Eating your lover's eyeballs
a poem on craving tenderness
I know a lot about stars, pigs, and depressed writers who live to drink and drink to write or write to live and drink to live or live to write and write to drink. But I don’t know why and how I became an object of misery or became an object that’s attracted to misery.
So, when my lover cries about not knowing how to pronounce words like “ramen” or “abandonment” or throws a fit when he fails to understand art or the act of being gentle and understanding, I go to the kitchen and stare at the pot of boiling water. I feel like kissing it. I don’t know who the real victim is. Me or my artless beloved.
One looks at the other like a Prophet you would sacrifice your life for and the other looks at the one like a sinner unworthy of being a believer. I’ve been looking at my beloved and everyone else on this Earth. If I could trade my life with anyone, it would be with the man sleeping on the road divider.
This is the first poem I attempted to write after nine months. This baby was born when I found out my therapist is moving to another country. I am mostly fine but I can’t stop myself from being a terrible person. I like the idea of starvation and writing poetry till my brain goes numb. I am so full of superficial nonsense that a literature heathen would laugh at.
I think of all the ways the world could end.
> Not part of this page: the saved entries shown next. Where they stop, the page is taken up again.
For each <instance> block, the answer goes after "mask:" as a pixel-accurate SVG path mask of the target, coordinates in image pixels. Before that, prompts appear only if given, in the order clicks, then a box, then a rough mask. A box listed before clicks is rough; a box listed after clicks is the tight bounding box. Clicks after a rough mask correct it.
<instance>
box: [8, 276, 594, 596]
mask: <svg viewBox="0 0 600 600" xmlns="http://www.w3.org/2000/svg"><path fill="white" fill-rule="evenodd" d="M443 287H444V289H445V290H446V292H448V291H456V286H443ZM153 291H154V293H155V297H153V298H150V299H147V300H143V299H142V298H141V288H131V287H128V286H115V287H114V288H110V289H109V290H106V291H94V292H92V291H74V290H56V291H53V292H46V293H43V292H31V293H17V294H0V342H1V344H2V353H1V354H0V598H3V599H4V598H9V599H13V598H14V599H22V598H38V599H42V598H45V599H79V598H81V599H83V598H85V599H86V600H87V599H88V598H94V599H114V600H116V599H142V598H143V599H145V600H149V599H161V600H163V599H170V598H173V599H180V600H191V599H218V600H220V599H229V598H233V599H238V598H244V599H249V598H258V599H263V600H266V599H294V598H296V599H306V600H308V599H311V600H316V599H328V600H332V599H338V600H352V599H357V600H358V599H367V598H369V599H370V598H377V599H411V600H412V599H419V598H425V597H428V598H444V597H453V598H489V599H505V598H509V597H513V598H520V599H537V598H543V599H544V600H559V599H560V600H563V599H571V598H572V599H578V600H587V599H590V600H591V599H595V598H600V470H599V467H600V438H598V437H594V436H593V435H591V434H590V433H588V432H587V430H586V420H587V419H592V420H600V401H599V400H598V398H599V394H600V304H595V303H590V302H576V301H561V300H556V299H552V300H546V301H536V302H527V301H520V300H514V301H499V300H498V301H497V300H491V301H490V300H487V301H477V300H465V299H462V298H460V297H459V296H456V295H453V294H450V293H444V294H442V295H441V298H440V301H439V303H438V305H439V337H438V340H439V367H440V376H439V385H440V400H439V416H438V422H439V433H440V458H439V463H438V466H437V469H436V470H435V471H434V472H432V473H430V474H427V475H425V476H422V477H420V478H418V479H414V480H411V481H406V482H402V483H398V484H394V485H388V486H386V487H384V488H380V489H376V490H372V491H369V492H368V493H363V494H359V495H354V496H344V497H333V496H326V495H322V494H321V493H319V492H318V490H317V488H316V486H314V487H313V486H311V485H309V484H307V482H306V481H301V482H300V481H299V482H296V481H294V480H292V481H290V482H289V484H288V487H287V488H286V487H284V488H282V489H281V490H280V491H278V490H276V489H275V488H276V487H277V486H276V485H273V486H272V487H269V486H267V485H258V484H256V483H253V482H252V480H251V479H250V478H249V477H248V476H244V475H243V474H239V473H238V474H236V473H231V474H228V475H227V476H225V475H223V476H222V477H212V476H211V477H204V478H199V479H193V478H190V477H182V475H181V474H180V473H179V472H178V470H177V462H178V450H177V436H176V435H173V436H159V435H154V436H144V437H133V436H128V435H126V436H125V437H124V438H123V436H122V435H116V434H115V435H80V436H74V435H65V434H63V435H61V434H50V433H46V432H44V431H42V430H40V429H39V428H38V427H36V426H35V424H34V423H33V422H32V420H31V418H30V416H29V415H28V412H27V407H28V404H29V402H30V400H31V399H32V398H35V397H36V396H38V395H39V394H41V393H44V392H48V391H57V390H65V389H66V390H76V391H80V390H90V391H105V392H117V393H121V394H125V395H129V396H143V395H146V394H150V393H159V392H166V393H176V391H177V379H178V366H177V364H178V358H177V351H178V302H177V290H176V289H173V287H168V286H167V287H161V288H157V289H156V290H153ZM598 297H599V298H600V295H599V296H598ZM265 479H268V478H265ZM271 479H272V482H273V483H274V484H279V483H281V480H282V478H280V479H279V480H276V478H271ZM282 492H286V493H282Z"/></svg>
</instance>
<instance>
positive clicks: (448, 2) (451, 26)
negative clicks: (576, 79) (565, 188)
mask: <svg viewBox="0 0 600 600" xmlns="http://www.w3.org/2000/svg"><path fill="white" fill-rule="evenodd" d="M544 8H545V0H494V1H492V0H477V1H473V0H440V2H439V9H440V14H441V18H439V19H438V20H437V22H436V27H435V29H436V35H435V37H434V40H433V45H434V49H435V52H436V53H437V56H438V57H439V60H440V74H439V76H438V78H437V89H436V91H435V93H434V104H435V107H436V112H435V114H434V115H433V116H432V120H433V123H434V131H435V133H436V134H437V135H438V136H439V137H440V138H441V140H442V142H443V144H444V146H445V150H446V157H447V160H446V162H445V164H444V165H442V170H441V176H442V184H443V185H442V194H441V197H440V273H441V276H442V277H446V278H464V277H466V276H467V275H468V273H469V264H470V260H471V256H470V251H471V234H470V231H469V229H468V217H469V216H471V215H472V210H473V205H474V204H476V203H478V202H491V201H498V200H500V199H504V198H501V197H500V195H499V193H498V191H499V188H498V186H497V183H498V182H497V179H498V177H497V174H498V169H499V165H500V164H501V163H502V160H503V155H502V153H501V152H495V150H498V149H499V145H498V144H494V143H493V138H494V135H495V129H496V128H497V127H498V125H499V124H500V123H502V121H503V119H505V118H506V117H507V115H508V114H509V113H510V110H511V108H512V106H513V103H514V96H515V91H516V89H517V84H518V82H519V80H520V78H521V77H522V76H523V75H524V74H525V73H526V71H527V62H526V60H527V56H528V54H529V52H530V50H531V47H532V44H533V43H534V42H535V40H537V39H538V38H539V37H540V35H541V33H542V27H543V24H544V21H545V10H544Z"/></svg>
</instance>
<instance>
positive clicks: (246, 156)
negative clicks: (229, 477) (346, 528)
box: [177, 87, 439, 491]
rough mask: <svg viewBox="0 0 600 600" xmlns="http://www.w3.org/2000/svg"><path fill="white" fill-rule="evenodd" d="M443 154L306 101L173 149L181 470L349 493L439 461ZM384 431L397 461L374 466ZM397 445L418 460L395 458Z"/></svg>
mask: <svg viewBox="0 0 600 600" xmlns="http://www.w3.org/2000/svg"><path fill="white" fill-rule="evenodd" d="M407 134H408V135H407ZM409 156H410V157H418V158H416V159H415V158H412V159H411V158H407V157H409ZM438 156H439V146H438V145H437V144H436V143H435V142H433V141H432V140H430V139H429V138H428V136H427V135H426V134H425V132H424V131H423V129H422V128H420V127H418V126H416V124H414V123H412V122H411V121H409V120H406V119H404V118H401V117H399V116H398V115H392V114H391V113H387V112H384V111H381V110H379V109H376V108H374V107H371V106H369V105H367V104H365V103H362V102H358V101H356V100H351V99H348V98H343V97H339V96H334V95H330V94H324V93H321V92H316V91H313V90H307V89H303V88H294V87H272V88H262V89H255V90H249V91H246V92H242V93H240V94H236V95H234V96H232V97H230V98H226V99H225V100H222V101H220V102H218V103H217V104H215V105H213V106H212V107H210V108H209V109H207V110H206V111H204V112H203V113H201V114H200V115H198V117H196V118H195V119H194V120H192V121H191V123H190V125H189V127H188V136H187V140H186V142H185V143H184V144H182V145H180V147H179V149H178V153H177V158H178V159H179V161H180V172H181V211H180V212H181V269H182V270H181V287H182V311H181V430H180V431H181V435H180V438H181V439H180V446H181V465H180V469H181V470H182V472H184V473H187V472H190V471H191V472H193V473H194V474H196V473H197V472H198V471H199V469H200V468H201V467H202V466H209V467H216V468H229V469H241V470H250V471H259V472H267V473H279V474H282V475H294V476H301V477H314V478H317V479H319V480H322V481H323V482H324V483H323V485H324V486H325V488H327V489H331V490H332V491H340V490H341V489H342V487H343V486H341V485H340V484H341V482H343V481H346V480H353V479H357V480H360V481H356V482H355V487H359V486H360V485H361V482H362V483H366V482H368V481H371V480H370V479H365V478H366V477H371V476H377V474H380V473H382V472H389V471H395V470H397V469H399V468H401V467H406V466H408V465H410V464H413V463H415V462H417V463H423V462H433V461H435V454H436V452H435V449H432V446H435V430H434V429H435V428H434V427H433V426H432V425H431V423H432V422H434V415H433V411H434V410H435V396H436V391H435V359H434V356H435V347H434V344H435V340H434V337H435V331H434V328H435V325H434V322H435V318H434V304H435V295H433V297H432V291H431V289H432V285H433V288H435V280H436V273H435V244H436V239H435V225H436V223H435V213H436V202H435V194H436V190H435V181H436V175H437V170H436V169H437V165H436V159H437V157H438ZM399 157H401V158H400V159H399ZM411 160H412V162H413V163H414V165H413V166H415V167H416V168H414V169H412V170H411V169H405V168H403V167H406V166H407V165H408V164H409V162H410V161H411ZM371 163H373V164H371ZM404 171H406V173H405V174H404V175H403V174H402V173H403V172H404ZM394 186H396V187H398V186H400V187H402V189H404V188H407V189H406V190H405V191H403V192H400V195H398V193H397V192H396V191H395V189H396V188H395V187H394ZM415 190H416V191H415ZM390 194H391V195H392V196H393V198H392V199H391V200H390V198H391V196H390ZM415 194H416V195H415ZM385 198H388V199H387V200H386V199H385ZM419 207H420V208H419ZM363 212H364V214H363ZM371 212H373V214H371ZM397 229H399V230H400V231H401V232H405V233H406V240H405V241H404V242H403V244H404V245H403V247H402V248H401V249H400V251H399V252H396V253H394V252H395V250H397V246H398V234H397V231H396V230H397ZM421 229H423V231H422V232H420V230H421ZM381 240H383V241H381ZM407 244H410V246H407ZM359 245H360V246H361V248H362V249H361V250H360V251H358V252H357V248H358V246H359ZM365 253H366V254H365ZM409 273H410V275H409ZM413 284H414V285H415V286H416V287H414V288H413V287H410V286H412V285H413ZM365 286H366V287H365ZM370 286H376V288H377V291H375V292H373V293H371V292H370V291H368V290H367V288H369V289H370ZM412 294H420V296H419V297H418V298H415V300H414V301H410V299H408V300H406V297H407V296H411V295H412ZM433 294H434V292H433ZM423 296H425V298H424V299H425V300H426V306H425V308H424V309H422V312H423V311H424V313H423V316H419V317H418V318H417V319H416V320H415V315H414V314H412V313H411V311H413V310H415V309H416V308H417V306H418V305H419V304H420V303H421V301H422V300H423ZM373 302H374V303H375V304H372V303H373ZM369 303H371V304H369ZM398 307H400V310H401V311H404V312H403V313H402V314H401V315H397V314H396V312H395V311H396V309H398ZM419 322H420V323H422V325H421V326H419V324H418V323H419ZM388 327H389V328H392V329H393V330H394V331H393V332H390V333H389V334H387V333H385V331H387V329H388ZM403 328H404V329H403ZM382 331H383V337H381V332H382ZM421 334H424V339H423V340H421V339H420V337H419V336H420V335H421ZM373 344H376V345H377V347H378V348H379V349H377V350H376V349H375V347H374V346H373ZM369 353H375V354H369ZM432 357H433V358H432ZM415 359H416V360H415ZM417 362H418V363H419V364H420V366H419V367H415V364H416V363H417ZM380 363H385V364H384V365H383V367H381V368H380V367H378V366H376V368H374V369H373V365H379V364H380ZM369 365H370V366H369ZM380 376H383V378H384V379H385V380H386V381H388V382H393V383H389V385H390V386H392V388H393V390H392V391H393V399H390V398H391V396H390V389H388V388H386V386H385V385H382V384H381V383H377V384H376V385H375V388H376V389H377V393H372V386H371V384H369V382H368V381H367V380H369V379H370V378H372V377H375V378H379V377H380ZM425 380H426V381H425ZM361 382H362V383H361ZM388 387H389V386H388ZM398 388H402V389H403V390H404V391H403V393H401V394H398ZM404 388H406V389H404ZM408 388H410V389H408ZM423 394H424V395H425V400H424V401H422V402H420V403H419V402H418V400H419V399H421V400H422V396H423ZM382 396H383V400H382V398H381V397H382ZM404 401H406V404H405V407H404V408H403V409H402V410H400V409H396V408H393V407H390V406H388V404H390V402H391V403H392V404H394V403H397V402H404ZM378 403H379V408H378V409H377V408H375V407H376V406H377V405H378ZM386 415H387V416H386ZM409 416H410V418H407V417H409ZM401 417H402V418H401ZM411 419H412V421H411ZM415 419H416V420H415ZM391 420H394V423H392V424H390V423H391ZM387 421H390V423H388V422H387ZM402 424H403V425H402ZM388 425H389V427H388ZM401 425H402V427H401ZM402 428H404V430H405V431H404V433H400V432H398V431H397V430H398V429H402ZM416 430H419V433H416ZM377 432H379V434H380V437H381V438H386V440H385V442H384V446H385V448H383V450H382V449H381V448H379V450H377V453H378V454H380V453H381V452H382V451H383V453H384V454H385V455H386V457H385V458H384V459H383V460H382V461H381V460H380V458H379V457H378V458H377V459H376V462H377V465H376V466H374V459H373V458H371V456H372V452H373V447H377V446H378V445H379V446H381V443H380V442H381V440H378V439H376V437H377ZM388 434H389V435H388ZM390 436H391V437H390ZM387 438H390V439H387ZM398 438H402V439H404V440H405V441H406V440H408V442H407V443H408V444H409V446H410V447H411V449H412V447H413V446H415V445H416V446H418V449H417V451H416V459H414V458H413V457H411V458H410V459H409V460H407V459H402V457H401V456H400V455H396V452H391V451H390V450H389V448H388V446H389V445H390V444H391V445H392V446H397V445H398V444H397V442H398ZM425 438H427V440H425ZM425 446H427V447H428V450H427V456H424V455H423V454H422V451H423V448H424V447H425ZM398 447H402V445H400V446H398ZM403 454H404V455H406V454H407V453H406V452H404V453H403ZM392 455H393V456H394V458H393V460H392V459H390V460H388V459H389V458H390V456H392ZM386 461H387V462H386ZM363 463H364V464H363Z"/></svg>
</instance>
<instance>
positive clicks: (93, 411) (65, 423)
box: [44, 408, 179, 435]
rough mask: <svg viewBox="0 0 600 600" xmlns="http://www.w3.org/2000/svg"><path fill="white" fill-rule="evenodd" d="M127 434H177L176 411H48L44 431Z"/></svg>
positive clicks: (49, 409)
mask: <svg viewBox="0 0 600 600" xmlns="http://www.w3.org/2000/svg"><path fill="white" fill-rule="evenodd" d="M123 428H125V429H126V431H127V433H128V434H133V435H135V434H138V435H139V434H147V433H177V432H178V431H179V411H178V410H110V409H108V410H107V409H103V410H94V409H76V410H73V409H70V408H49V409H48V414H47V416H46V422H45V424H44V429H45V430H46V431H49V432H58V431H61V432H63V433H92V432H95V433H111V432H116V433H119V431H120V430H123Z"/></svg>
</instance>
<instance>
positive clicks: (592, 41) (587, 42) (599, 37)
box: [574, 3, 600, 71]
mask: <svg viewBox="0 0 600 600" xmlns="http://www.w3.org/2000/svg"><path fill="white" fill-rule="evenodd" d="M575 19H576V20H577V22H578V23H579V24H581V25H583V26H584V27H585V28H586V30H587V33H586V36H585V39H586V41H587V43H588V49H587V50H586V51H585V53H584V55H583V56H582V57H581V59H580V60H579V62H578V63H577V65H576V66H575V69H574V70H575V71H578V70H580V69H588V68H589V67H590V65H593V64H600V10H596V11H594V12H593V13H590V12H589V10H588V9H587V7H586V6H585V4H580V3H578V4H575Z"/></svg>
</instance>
Monday night imagination is my favorite. The sun exploding into bits and setting the mankind on fire. Tuesday nights, I imagine Gog and Magog eating us all alive. Wednesday nights, we all turn into zombies. Thursday nights, humankind goes berserk and eats one another. Raw. Imagine nibbling at your lover’s raw eyeballs.
Friday nights, I watch a new movie and momentarily forget about plotting my own doomsday. Saturday nights, a civil war between the heathens and the believers. A massive bloodbath. Blood flows like how wine flows in paradise. On Sunday nights, fear settles in my bones. What if God decides to punish us and we never die?